どちらが難易度が高いか。偏差値で見れば一目瞭然だが東京大学の方が入りにくい。つまり猛者が集まると倍率に関係なく「入りにくい」試験になる。倍率からわかることは僕らが期待するほど多くないのである。
では何を見ればいいのか。僕らは究極何が知りたいのか。それは上にも記した通り『実際にそこそこの大学に入ったり出たりした奴』が『大学受験の時と同じくらいの強度で勉強したとして』、『どれくらい受かる試験なのか』ということだ。
『実際にそこそこの大学に入ったり出たりした奴』というのはいわゆるFランでない名前書いたら受かるような実質無試験の大学ではなく、それなりの頭を持って生まれそれなりの継続的かつ膨大な勉強をすることが前提となっている受験を切り抜け、無事合格を掴み取ったような奴のことである。

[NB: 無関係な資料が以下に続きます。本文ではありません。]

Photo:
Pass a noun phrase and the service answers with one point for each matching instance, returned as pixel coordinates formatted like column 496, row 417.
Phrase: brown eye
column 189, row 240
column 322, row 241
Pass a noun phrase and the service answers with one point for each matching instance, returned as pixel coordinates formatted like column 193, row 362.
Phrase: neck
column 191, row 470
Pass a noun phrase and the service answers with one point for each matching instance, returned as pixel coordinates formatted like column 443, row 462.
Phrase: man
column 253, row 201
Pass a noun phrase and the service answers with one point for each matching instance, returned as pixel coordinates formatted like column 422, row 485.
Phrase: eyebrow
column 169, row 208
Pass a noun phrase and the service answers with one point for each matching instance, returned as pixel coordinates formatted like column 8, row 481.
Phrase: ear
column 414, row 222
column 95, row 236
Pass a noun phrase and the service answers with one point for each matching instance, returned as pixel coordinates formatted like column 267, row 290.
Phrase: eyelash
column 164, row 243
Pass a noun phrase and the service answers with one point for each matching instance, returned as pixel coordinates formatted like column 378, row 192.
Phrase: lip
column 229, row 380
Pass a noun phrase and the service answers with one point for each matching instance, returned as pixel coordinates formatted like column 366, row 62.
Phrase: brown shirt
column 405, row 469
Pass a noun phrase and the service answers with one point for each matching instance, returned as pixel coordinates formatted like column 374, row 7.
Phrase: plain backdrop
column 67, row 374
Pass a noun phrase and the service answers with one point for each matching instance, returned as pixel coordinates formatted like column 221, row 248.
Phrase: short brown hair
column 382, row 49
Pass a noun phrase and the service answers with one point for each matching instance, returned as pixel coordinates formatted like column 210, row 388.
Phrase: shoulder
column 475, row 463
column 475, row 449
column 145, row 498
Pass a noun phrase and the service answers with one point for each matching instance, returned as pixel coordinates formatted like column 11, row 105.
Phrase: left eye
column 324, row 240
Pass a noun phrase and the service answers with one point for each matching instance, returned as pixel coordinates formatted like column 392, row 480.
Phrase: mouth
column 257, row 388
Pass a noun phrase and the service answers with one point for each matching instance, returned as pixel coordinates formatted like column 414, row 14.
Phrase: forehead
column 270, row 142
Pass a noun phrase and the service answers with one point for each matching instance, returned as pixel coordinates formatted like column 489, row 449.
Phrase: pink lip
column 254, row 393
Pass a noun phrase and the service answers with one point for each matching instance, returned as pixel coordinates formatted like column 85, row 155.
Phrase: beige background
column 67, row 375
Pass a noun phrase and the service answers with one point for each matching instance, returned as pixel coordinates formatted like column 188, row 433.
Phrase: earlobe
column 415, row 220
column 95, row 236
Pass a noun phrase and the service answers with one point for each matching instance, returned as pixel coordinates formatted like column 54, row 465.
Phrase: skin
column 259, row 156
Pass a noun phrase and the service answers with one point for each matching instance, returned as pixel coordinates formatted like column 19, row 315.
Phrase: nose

なので『大学受験の時と同じくらいの強度で勉強したとして』というのは結構人生に一度あるかないかの努力をもう一度するということで、「大学受験の時が最盛期だったもうあのパワーは出ない」とかだとこの条件は満たせない。何の因果か「人生に一度あるかないかの努力をもう一度する」気があるマゾヒストとか何かそういう生き物だった場合にのみ適用される。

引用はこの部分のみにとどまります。